あいも変わらず、宗教談義で申し訳ございませんけれど、ニコニコ三大宗教についてもう少し宗教学の見解から分析を続けていこうかと思う次第にございます。
ニコニコ三大宗教とは、「ドナルド教」「ヴェルタース教」「ねるねる教」のみっつのことをさします(詳細は大百科参照)。
古いものから新しいものへ、と移り変わりますとき。
「古今集」から「新古今集」へ、「新古今集」から「歌詠みに与ふる書」へ、「カトリック」から「プロテスタント」へ、でも、フランスの市民革命でも、科学でも、まあ歴史的事象はなんでもよいのですけど、保守的勢力と新興勢力との衝突がぶつかりますとき、対外的に「新興勢力」というものは敵対勢力を批判、批難することからはじまります。敵を倒すべき大義名分を得て、同時に、志を同じくする者を集めるためでございますね。「あんなのダメだめじゃん、こっちのがイイぞ」という説得力が、多くの人を動かし、それが歴史になると思えばよろしかろうと存じますが、ニコニコ三大宗教は、そのような「新興勢力」の発生のしかたとは違うように見受けられました。
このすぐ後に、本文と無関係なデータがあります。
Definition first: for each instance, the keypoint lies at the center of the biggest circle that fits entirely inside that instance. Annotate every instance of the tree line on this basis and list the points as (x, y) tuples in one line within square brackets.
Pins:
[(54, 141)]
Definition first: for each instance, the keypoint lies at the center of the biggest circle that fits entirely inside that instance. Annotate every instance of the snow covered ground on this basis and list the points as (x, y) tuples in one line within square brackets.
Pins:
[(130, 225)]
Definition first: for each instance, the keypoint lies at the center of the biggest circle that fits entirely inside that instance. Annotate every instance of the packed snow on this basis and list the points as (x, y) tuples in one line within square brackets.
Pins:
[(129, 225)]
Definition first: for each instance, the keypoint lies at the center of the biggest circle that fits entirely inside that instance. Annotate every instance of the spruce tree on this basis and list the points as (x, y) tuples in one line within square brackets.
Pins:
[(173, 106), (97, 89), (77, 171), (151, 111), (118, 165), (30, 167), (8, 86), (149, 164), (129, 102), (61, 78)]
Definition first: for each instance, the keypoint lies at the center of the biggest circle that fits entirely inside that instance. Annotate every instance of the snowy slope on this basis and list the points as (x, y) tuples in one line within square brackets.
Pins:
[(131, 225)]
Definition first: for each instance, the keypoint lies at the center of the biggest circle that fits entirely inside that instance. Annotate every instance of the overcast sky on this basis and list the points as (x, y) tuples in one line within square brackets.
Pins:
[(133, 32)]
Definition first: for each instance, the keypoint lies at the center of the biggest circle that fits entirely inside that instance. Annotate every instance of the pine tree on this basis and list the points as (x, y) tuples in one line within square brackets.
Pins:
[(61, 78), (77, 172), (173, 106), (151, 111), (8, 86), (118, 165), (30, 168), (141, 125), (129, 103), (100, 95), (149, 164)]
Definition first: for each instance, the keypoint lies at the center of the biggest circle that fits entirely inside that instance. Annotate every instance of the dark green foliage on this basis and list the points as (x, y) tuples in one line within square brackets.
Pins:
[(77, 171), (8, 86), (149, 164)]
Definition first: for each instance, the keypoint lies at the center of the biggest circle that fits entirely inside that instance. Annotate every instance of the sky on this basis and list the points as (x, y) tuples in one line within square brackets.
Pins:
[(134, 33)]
といいますのも、三つとも同時他発として、経過はどうあれ、他を批判するために存在したのではないという点がございます。さらに、総本山の原曲がみっつとも同じにそろえられていて「宗教法人法」で考えるところの「被包括宗教団体」という並立になっているように思えます。
「被包括宗教団体」というのは、包括宗教団体からお墨付きやらノレン分けやら、まあ、そういった感じで、親玉の宗教団体のしたに包括「されている」団体ですね。被でないほうの「包括宗教団体」というのは、弟子的な位置にある宗教団体を包括「している」ほうの親玉、これこそを宗教では「総本山」と呼ぶのでありますが。……はてさて?
とはいえ、「キリスト教」や「イスラム教」が、「ユダヤ教」のことを総本山と呼ぶのもおかしなことでございますのでな、まあ、それはよろしかろうと存じます。問題としたいのは、ニコニコ三大宗教とは、ひとつの親からうまれた三つ子である、という点でございますね。
このへんが極めて森の民の宗教らしいというか、日本らしいというか、神道系らしいというか。
セムハム一神教(ユダヤ教、キリスト教、イスラム教)の文化をもつ人々は「偶像崇拝の禁止」というのがございますね。さらに、この砂漠の民の宗教が北方を巡り、ヨーロッパやアメリカを覆うと「肖像権」「著作権」というものに変容していきます。
「純粋な森の民の宗教」には、こうした概念が存在しませんので、インド、中国、韓国、日本、東南アジアは、知的所有権という考え方は根付くのがきわめて遅くなった。
さらに、森の民の宗教は多神教となります。食べるのに困らない豊かな民である彼らは、自然現象を厳しい神として恐れ敬う宗教であり、豊かさをもたらすものをありがたい神として崇敬する宗教となっていきます。砂漠の民は、過酷な生活があり、奴隷の扱いがあり、太陽の過酷さを知るために、けわしい戒律のひとつ神となります(キリスト教はその戒律を少しゆるめはしますが)。
日本の場合、多神教の神道は、他の民族が崇拝する神を組み込んだということでもあります。「古事記」を考えると、皇家の血統だけをしめしていけばことたりるはずのところ、敵対していた神や民族を、どうにかこうにか受け入れてきたことのオンパレードとなっている部分があります。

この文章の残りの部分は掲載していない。